Design for a frontispiece: Allegorical figures of Constancy, Philosophy and Truth, with a winged genius

Although the present drawing was apparently never engraved, it was probably designed as an allegorical frontispiece for one of the literary projects on which Piazzetta worked, with his publisher friend Giovanni Battista Albrizzi (1698-1777), between 1734 and 1754. These illustrations formed a key part of Piazzetta's artistic output at this time and have always been highly valued by collectors of his work, with the result that most are now in museum collections: two albums in the Biblioteca Reale, Turin, containing a total of 201 sheets; 46 drawings in the Hermitage; and 194 at the Pierpont Morgan Library in the Kress Album. In scale and spirit the present sheet is closest to a number of designs for the ten-volume publication of Oeuvres de Messire Jacques Bénigne Bossuet (1736-1758), seven of which are in the Biblioteca Reale in Turin (D. Maxwell-White and A.C. Sewter, I disegni di G.B. Piazzetta nella Biblioteca Reale di Torino, Rome, 1969, pp. 31-33, nos. 6-12). It is therefore likely that the drawing dates from circa 1736.

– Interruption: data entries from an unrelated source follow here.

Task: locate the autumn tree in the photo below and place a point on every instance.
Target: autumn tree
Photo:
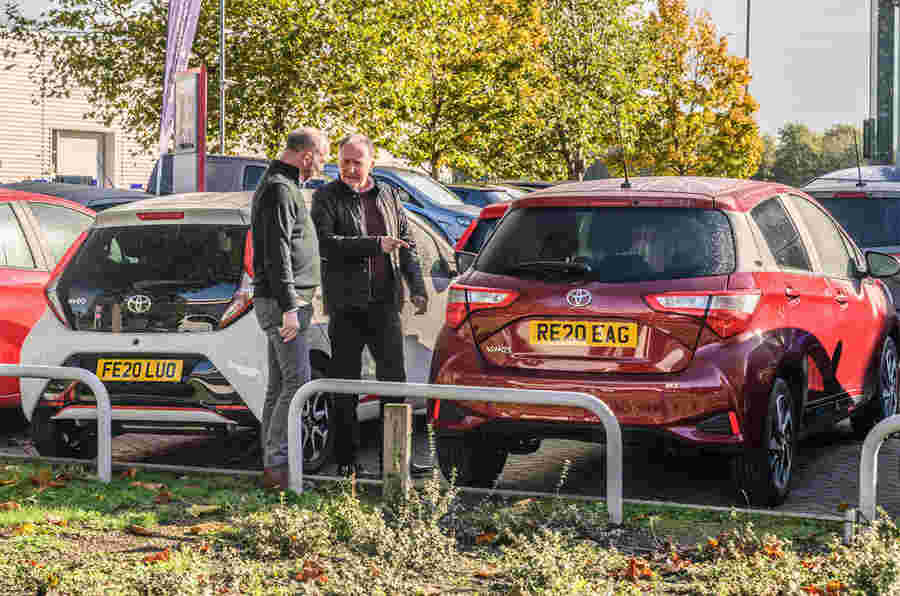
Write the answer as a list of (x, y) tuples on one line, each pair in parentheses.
[(440, 80), (698, 117)]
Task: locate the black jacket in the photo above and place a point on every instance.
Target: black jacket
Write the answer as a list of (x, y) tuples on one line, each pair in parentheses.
[(286, 263), (345, 247)]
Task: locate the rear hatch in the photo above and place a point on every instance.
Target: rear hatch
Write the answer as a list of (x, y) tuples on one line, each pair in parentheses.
[(600, 288)]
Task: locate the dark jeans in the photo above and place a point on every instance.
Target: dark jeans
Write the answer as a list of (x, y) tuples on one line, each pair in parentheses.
[(350, 330), (288, 370)]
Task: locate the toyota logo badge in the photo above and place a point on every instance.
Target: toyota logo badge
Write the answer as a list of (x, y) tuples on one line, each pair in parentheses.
[(578, 297), (138, 304)]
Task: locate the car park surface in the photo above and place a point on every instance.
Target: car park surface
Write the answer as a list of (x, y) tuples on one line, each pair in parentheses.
[(35, 232), (712, 313), (155, 301)]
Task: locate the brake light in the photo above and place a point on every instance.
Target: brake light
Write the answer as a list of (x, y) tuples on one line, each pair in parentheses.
[(157, 215), (729, 313), (459, 296)]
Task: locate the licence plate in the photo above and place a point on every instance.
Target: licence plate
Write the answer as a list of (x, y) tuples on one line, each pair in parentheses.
[(583, 333), (133, 369)]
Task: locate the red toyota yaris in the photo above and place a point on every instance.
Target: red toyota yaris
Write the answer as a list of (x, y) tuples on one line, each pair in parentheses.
[(726, 314)]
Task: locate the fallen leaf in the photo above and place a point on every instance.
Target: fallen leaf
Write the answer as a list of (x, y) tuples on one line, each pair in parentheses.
[(162, 555), (139, 530), (26, 529), (487, 572), (56, 521), (198, 510), (154, 486)]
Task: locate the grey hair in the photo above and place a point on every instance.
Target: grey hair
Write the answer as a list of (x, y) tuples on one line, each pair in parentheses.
[(306, 139), (357, 138)]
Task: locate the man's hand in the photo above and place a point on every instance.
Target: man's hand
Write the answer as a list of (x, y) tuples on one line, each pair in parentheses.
[(421, 304), (290, 325), (389, 243)]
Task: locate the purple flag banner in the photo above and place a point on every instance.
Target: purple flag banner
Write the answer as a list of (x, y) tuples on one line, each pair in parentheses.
[(183, 16)]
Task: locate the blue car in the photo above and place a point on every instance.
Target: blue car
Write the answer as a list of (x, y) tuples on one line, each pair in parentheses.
[(426, 196)]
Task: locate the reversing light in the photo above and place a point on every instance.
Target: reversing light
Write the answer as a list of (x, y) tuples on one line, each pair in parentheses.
[(461, 300), (158, 215), (727, 313)]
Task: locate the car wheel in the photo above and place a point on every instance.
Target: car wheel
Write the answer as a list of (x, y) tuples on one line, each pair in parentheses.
[(474, 459), (62, 438), (318, 430), (763, 474), (884, 403)]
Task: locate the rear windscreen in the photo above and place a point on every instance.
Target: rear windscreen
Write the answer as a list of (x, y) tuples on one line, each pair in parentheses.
[(181, 255), (611, 244), (482, 230), (869, 221)]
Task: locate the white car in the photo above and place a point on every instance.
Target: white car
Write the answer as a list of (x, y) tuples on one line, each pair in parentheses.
[(156, 300)]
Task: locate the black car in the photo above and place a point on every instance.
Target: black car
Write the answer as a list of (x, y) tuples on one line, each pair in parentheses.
[(91, 197), (482, 195)]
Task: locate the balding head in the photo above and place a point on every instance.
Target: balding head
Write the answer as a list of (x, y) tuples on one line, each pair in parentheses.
[(307, 149)]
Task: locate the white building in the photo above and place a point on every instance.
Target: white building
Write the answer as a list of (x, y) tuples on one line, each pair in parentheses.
[(47, 137)]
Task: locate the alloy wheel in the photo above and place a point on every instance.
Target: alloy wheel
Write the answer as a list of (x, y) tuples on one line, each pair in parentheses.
[(781, 441), (315, 427)]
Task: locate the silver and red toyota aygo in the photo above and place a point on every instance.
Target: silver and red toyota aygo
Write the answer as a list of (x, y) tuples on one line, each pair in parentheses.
[(153, 299)]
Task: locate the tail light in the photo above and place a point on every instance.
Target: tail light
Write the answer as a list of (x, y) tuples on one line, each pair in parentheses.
[(51, 291), (461, 300), (727, 313), (242, 299)]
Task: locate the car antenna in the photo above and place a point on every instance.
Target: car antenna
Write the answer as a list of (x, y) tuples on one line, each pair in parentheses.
[(626, 184), (858, 168)]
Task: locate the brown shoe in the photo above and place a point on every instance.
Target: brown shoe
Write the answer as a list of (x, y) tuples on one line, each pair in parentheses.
[(276, 478)]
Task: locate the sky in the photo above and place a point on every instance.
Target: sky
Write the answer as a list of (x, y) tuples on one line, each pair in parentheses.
[(808, 58)]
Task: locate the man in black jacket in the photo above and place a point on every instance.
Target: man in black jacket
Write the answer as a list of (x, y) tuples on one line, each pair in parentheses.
[(366, 249), (286, 274)]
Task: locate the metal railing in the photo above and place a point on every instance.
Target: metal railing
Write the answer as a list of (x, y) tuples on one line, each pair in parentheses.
[(868, 464), (104, 409), (459, 393)]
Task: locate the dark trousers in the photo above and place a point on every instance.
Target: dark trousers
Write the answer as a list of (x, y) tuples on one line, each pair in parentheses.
[(350, 330)]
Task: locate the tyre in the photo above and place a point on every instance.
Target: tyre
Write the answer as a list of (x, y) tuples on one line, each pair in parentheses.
[(62, 438), (474, 460), (884, 402), (763, 474), (318, 431)]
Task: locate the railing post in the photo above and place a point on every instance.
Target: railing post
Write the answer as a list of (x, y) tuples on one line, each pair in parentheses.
[(103, 408)]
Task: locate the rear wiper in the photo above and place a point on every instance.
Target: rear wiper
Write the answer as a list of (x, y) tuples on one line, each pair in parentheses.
[(549, 267)]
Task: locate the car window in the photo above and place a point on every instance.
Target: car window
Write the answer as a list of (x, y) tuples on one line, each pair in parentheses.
[(252, 176), (870, 221), (837, 261), (482, 231), (781, 235), (611, 244), (429, 187), (14, 251), (61, 226)]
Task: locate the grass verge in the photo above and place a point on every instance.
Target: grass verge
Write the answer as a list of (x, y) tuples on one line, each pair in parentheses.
[(61, 532)]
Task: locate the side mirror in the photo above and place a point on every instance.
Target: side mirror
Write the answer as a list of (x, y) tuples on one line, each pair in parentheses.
[(464, 260), (881, 264)]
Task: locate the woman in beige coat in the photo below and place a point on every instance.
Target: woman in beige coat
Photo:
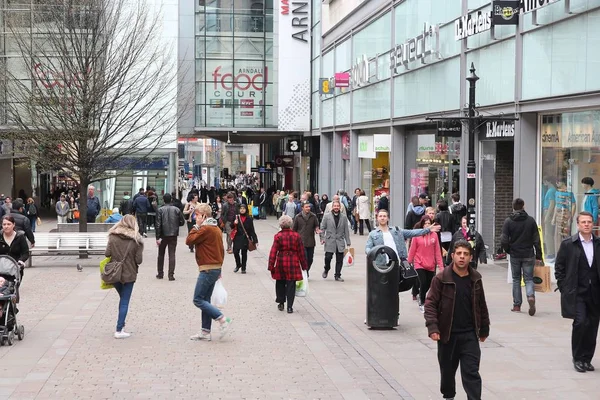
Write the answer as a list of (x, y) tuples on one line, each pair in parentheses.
[(125, 245)]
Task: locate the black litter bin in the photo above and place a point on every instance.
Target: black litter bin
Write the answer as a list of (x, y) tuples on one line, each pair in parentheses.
[(382, 288)]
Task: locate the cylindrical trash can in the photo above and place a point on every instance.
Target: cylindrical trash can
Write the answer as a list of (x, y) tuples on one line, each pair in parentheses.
[(383, 277)]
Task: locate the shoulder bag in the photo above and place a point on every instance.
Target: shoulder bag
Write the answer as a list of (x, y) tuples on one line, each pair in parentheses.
[(251, 245), (114, 269)]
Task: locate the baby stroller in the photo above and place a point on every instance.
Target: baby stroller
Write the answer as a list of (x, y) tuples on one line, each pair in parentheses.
[(9, 297)]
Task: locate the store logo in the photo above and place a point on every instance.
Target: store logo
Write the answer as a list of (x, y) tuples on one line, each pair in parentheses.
[(499, 129), (251, 79), (417, 48), (472, 24), (550, 137), (506, 12), (299, 22), (532, 5)]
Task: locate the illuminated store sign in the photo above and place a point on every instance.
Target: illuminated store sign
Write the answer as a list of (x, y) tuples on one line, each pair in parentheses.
[(532, 5), (472, 24), (417, 48)]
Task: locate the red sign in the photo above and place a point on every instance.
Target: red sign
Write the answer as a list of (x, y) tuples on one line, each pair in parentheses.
[(248, 78), (342, 79)]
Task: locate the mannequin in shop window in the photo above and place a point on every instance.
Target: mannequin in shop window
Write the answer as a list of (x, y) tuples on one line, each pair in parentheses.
[(590, 202), (565, 208)]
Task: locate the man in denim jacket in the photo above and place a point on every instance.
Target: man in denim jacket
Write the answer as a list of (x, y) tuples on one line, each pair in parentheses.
[(393, 237)]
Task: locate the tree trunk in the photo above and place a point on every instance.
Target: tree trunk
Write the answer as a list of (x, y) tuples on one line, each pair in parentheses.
[(83, 184)]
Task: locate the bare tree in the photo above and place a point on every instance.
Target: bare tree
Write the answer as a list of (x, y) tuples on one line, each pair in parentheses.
[(95, 91)]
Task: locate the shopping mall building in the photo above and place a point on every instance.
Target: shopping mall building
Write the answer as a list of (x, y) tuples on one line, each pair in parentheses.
[(246, 64), (408, 60)]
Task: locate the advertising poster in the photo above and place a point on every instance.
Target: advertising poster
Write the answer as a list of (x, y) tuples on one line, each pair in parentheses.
[(241, 90)]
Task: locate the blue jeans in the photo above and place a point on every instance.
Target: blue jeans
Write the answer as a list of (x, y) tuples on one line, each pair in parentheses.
[(124, 290), (204, 287), (526, 266)]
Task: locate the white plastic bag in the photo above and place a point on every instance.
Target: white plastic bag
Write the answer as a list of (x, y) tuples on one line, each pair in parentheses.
[(219, 297), (348, 260), (302, 286)]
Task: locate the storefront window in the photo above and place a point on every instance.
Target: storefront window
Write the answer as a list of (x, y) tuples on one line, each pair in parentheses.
[(437, 168), (570, 164)]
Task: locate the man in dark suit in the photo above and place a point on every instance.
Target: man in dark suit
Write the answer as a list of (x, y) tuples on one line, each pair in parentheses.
[(577, 272)]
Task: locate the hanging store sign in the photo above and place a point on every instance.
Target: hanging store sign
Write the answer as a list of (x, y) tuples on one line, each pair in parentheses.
[(342, 79), (472, 24), (363, 71), (382, 143), (293, 65), (532, 5), (499, 129), (366, 146), (325, 86), (505, 12), (452, 128), (417, 48)]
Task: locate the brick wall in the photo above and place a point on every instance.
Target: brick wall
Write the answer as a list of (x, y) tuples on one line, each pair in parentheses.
[(504, 187)]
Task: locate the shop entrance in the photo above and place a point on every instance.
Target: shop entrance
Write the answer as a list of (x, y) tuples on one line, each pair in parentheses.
[(495, 190)]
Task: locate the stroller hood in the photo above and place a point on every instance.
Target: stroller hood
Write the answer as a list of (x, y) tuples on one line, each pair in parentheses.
[(8, 266)]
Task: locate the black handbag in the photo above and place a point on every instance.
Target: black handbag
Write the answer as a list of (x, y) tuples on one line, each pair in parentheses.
[(407, 270)]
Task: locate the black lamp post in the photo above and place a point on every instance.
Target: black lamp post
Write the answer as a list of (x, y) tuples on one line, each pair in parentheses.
[(471, 188)]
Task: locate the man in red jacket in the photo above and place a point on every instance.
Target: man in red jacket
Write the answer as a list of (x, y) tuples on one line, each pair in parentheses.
[(456, 317)]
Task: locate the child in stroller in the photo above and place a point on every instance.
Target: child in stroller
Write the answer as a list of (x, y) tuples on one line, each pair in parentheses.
[(10, 280)]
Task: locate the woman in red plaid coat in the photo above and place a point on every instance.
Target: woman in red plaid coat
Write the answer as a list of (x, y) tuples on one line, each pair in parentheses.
[(286, 260)]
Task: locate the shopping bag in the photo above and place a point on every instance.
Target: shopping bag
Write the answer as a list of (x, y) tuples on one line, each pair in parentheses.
[(302, 286), (219, 297), (104, 285), (541, 278), (348, 259)]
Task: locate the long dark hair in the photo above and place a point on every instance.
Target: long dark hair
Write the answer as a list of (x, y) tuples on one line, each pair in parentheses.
[(421, 223)]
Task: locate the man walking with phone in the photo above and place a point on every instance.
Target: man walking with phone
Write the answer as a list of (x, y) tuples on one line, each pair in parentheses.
[(168, 220)]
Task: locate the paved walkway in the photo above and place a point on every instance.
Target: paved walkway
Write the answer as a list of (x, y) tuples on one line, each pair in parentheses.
[(322, 351)]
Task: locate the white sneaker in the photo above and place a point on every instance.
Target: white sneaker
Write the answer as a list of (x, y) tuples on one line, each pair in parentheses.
[(201, 336), (122, 335), (225, 327)]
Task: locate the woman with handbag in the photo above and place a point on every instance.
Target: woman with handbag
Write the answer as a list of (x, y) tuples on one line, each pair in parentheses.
[(125, 248), (190, 215), (426, 255), (31, 212), (245, 238), (286, 262)]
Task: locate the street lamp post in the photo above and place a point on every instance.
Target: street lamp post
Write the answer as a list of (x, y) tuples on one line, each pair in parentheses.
[(471, 171)]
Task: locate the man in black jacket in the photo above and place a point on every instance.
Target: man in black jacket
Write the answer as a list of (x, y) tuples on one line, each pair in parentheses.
[(577, 272), (168, 220), (21, 221), (141, 208), (521, 239)]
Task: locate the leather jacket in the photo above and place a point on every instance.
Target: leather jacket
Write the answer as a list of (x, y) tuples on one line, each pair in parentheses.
[(23, 224), (439, 306), (168, 220)]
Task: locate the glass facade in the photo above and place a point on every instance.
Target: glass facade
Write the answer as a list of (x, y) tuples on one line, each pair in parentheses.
[(234, 63), (570, 153)]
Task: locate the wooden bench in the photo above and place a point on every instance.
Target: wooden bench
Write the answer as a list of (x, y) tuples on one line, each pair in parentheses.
[(93, 227), (68, 244)]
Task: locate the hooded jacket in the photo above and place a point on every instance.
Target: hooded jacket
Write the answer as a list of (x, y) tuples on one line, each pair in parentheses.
[(458, 211), (126, 246), (413, 217), (520, 236)]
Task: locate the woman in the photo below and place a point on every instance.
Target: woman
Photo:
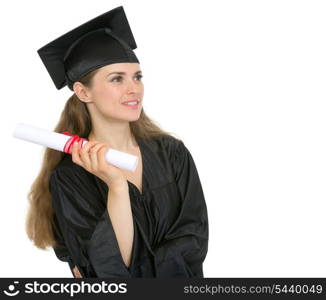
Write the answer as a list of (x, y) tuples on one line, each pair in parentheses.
[(102, 220)]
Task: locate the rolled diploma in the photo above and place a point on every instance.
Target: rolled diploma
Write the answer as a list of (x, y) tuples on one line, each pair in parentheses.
[(57, 141)]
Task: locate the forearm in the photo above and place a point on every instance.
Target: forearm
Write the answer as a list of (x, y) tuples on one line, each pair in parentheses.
[(120, 213)]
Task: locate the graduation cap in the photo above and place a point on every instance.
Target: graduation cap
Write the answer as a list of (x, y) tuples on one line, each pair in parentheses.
[(104, 40)]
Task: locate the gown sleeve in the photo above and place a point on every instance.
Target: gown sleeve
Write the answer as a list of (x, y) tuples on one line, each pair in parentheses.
[(185, 244), (88, 239)]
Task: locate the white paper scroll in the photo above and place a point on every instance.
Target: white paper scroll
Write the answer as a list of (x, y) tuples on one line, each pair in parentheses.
[(57, 141)]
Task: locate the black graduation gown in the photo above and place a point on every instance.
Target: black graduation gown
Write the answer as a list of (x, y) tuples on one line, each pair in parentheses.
[(170, 216)]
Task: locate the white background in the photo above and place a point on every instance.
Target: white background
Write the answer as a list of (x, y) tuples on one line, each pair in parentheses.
[(241, 82)]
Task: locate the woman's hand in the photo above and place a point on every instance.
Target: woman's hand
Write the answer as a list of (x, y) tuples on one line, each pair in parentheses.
[(92, 157)]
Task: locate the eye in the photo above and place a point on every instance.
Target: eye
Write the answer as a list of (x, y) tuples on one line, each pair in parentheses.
[(139, 76), (117, 77)]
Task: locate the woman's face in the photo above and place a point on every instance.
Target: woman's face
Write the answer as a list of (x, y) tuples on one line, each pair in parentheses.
[(113, 85)]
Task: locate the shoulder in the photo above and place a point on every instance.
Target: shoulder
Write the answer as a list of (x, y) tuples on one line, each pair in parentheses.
[(167, 143)]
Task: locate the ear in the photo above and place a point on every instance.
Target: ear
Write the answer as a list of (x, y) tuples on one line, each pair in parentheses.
[(82, 92)]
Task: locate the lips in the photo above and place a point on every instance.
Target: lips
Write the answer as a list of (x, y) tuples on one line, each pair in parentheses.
[(133, 100)]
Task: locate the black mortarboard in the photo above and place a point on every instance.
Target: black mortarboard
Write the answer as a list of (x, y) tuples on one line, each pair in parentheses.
[(104, 40)]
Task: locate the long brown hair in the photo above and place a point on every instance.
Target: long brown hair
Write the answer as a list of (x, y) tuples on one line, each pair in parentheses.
[(76, 119)]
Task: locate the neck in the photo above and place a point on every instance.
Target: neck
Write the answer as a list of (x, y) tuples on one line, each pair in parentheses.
[(115, 133)]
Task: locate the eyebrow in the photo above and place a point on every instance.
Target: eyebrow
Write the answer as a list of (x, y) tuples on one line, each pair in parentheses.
[(123, 73)]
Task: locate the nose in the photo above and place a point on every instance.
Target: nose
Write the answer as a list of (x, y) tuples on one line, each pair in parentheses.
[(132, 86)]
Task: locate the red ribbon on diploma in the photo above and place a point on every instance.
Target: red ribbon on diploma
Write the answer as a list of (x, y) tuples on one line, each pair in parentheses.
[(70, 142)]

Whereas Piazzetta's figure drawings are almost invariably in black chalk, his designs for book illustrations tend to be in red chalk, a medium which lent itself to the making of counterproofs, enabling the artist to view the composition in reverse or to rework sections. The present sheet is a fine example of the original drawings from this series, which can always be distinguished from the counterproofs by the fine, densely-hatched right-handed shading and the presence of light underdrawing in pencil.

P. Huart [?] (L. 2084).

Anonymous sale; Sotheby's, New York, 10 January 1995, lot 21.

About Giovanni Battista Piazzetta

Giovanni Battista Piazzetta was a Venetian artist who excelled in painting and illustration. Unlike his contemporaries, Piazzetta preferred to use somber and monochromatic palettes, inspired by the Italian Baroque and later the French Rococo. He received many commissions for religious works; since he was a notoriously slow painter, he had to produce a large number of drawings to support himself. He would gain considerable renown for his drawn, half-length portraits of Venetians and complex landscapes. Piazzetta was one of the first artists to elevate the practice of drawing—then considered merely an auxiliary tool—to an art form equal to that of painting in importance and quality.